北方向には、赤岳も顔を出す。(左上写真)。 雲は流れていて、一瞬に頂上が顔を出すが、写真を撮るタイミングが難しい。
赤岳方面に向う途中で、今日初めての人に出会う。真教寺尾根分岐でシャッターを押してもらう。(右上写真)
3時を日帰り下山のための最終タイムリミットと考えていた。今2時20分、頂上小屋は店仕舞していたと聞いたこともあり下山とするが、ここから美しの森駐車場までは約4時間かかる。日没は5時、晩秋はすぐに暗くなる、久しぶりに懐中電灯を使うことになりそうだ。
とにかく、今は、今日降りれるだけで、ありがたい。頂上付近の翌朝の下山は、寒さと風のどちらをとっても、あまり準備をしていないので厳しさが予想される。
鎖場の多い真教寺尾根を1人黙々と下る。牛首山をすぎて、賽の河原というスキー場最上部の場所で日が暮れた。ヘッドライトを点ける。こんな真っ暗な山道を1人で歩くのは、何年ぶりだろうか?あと1時間と自分に言い聞かせて歩く。

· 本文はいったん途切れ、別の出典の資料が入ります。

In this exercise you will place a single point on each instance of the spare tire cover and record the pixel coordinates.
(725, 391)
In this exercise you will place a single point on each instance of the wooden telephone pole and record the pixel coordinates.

18時過ぎに駐車場にたどり着く(歩行時間11時間25分)。

今回の結論は、
1.この時期、天狗尾根の日帰りは難しい。
2.その理由は、岩峰の取り付きまでの道が悪いので、時間がかかる。
3.冬、日帰りで来ようとは思えない。阿弥陀南稜とは、明らかに違う。
4.それにしても、今回はいろいろな経験をさせてもらった。
ルートファインディングは勿論のこと、薮漕ぎ、ハイマツ登り、懐電を点けての下山など。
アタックを想定した10時間以上の歩行を考えてのトレーニング的な意味では、ふさわしいルートなのかもしれない。今、日本には、そういうルートは数少なくなりかけている(車道は上に伸び、歩行時間は短くて済む傾向にある)から、貴重な経験を1日でさせてもらえたと言える。山行的には充実していた。